I speak of this as thought, but all that presented itself in feeling at the time. Even though I now grasp this with my ego as a result of my attempts of finding myself again, I am still unable to feel about things like I should. Everything is dysphoria. The pain of my subjective reality was actualized into objective reasons to make the pain more real. It would seem I "gave myself something to cry about." I don't know if I still hurt for the loss anymore, as I am too blasted with "real" concerns that have now become epic. Perhaps that was the point.
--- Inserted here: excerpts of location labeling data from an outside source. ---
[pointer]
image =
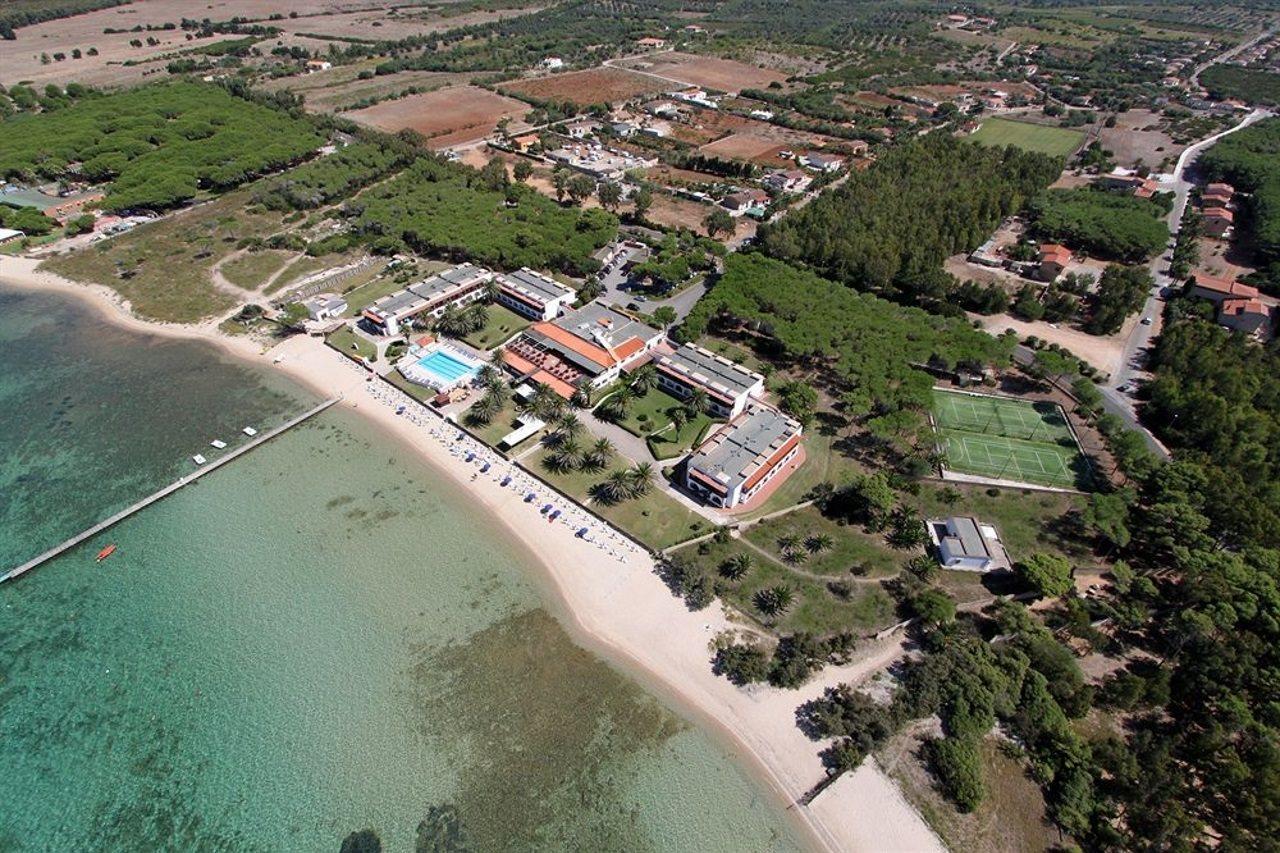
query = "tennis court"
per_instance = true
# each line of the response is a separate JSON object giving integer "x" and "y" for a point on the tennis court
{"x": 1009, "y": 439}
I think I can handle the resulting problems. If anyone has any ideas about how I can remotely feel like it, I would appreciate it.

P.S. I know Effexor, Wellbutrin, Valproic Acid, Vistaril, Zoloft and Tramadol are not the answer. I've been diagnosed as Bipolar 2, but I woudl argue the symptoms to just be the dark and twisty side of the INFP.
I find this interesting. I stumbled onto the Myers Briggs testing from a Bipolar forum. I was doing a bit of research and self diagnosis (as we nfp's will do). Before taking the Myers Briggs test I was thouroughly convinced I was Bipolar...it all made sense. My belief is still strong that based on current evaluation guidelines, my diagnosis would be correct. However, after reading and researching my newfound personality type...I see that all of the nagging qualities about myself that made me hope and pray there was a little pill out there that would just "fix" me, were part of my personality.

So is there no such thing as Bipolar? Do you not have it because your personality traits seem to mirror your diagnosis? Should you bag your medication and just rely on self analysis?

I am asking this for discussion purposes...these are all questions I am wrestling with as we speak. The fact that the medication options out there are riddled with side effects makes me embrace the possibility of a "personality facelift" by better understanding my strengths.

Presuming Bipolar 2 diagnosis is legit, it sounds like your breakup with her launched you into a period of mania.

I know you want to understand why she left. It is possible that she just wasn't that into you. That happens. Sometimes it is best not to over analyze it. Understanding it better will not make her come back. Letting go of it, will, however help you move on.